I suspect that electronics manufacturers include in-line fuses because the typical boater installs more than one device on a single switched/fused circuit. Hence the need for individual circuit protection. In addition, most electronics come with smaller gauge wires that have limited ampacity and require suitable fuses.

If you wire each device individually to a dedicated fuse block and size the fuse for that device the same as the mfg, then you are not negating the mfg intent. You'll also have easy access to the fuses, and won't be hunting through a mass of wiring to find that in line fuse somewhere. In-line fuse holders are problematic as well. Don't like most of them.

I set up a pair of Blue Seas 12-place fuse blocks, each powered by a 30A breaker. Removed all inline fuses and switched each piece of electronics separately, with fuses in the fuse block corresponding to those of the mfg.
All fuses easily accessible, and replaceable with minimal effort.
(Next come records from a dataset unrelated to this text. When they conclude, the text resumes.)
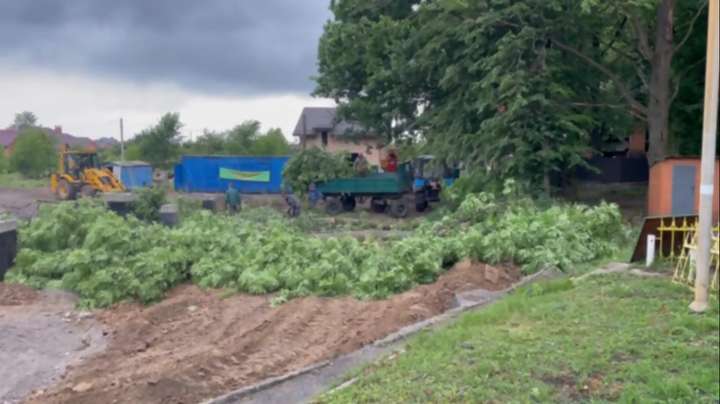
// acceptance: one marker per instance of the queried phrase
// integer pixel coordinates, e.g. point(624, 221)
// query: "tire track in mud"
point(195, 344)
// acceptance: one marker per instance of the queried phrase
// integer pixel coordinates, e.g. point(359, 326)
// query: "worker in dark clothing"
point(293, 204)
point(314, 195)
point(232, 199)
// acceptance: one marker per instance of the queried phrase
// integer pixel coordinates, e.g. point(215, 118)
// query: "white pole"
point(650, 251)
point(707, 170)
point(122, 141)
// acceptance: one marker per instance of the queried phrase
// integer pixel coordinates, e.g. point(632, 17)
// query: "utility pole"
point(707, 166)
point(122, 141)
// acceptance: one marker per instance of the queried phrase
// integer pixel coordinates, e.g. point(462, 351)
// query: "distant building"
point(9, 136)
point(320, 127)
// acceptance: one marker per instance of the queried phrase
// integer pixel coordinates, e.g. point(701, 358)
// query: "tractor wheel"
point(348, 203)
point(333, 206)
point(398, 209)
point(378, 205)
point(65, 191)
point(421, 202)
point(421, 206)
point(87, 191)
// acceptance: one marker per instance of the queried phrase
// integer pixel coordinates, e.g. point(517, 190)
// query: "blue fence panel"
point(215, 173)
point(134, 177)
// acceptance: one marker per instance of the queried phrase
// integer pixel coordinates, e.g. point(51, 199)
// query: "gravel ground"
point(40, 335)
point(23, 203)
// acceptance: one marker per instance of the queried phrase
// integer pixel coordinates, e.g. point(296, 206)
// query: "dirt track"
point(23, 203)
point(196, 345)
point(40, 335)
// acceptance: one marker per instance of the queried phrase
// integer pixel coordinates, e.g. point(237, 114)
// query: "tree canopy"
point(513, 88)
point(34, 153)
point(24, 120)
point(244, 139)
point(160, 144)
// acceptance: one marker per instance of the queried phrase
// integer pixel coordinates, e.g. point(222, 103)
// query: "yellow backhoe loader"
point(79, 174)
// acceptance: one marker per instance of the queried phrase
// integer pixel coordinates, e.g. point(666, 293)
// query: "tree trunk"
point(659, 87)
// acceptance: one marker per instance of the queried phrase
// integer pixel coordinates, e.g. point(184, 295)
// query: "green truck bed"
point(396, 183)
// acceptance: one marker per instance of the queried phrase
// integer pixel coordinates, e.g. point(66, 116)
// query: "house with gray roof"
point(320, 127)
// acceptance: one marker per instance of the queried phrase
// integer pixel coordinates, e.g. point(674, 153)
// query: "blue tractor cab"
point(429, 178)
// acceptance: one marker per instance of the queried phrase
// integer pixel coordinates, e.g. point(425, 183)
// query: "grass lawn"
point(607, 338)
point(15, 180)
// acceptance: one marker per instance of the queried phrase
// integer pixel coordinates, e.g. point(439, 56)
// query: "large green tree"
point(34, 153)
point(513, 88)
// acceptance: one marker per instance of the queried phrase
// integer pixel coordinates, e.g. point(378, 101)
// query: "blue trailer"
point(213, 174)
point(133, 174)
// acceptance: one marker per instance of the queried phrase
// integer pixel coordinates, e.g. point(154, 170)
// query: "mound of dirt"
point(12, 294)
point(196, 344)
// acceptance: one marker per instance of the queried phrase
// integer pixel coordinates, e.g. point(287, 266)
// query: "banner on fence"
point(251, 176)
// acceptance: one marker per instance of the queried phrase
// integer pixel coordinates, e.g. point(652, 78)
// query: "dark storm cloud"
point(226, 46)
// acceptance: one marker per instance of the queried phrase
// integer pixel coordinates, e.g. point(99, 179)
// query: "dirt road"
point(23, 203)
point(196, 344)
point(40, 336)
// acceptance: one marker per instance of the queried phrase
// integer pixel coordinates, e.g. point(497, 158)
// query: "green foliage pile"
point(148, 203)
point(314, 165)
point(34, 154)
point(105, 259)
point(4, 163)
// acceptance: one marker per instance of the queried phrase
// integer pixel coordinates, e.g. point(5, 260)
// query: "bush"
point(34, 154)
point(148, 203)
point(4, 163)
point(105, 258)
point(314, 165)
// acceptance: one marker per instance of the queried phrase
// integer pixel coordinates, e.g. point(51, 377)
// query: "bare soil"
point(197, 344)
point(12, 294)
point(23, 203)
point(40, 335)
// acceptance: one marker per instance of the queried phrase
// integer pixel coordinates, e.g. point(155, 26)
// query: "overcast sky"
point(83, 64)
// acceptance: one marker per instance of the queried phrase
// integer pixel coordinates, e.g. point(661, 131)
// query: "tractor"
point(80, 174)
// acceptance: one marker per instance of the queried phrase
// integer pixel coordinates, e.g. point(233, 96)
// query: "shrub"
point(34, 154)
point(314, 165)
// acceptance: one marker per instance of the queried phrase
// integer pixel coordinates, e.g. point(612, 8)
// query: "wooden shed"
point(674, 187)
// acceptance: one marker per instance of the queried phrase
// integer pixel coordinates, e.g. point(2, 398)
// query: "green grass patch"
point(607, 339)
point(16, 180)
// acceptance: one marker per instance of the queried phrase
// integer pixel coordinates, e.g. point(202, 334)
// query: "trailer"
point(385, 190)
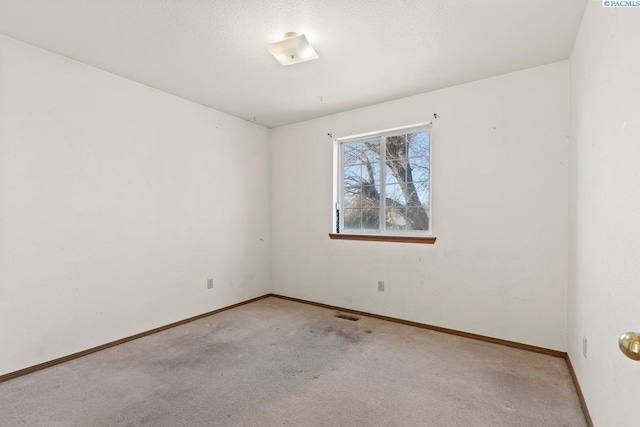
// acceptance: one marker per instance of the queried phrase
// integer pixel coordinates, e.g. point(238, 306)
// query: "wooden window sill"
point(428, 240)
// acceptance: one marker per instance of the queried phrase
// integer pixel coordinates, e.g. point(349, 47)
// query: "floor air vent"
point(347, 316)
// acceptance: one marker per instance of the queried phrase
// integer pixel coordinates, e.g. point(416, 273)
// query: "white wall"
point(605, 210)
point(500, 209)
point(117, 202)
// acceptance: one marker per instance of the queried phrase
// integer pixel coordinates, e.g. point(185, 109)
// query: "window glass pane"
point(396, 171)
point(352, 218)
point(371, 219)
point(396, 147)
point(371, 197)
point(419, 169)
point(395, 194)
point(371, 173)
point(418, 194)
point(417, 219)
point(353, 175)
point(406, 185)
point(352, 197)
point(395, 217)
point(418, 144)
point(361, 184)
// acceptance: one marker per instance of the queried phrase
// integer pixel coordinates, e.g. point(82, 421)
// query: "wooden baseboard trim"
point(499, 341)
point(25, 371)
point(583, 402)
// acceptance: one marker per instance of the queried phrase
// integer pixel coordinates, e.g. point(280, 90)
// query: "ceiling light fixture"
point(294, 49)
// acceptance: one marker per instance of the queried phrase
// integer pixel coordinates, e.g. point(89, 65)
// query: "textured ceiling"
point(213, 51)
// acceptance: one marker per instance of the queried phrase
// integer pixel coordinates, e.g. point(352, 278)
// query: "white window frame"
point(381, 136)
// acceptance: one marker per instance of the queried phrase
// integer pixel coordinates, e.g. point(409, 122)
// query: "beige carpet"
point(276, 362)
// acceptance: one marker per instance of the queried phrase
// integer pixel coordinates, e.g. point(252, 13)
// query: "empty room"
point(319, 213)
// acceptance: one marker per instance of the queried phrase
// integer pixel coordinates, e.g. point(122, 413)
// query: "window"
point(384, 183)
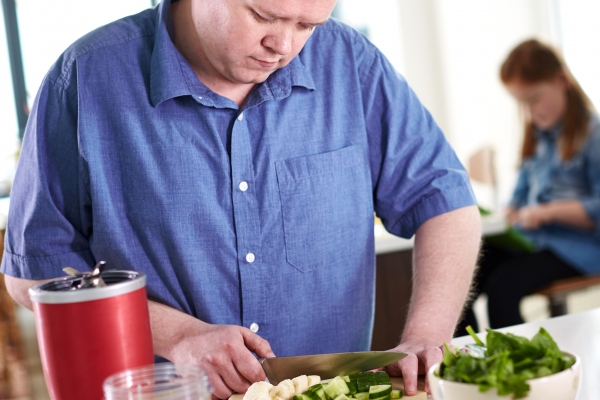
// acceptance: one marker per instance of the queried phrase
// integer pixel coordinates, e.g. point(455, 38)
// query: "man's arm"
point(223, 351)
point(444, 259)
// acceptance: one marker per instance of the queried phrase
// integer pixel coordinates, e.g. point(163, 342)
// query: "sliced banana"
point(313, 380)
point(258, 391)
point(285, 390)
point(291, 389)
point(300, 384)
point(280, 391)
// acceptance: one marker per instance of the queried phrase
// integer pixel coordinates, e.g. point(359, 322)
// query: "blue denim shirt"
point(544, 178)
point(262, 214)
Not exactly germane to this discussion, but each fuse block is powered from a different battery, and the electronics are split between the two so there is some redundancy. In addition, they can be cross-tied in the event of a failure.

I have two additional 30A breakers supplying the helm with power through a panel of about 20 thermal breakers for helm devices which are then individually switched--wipers, horn, nav lights, panel lights, blower, etc.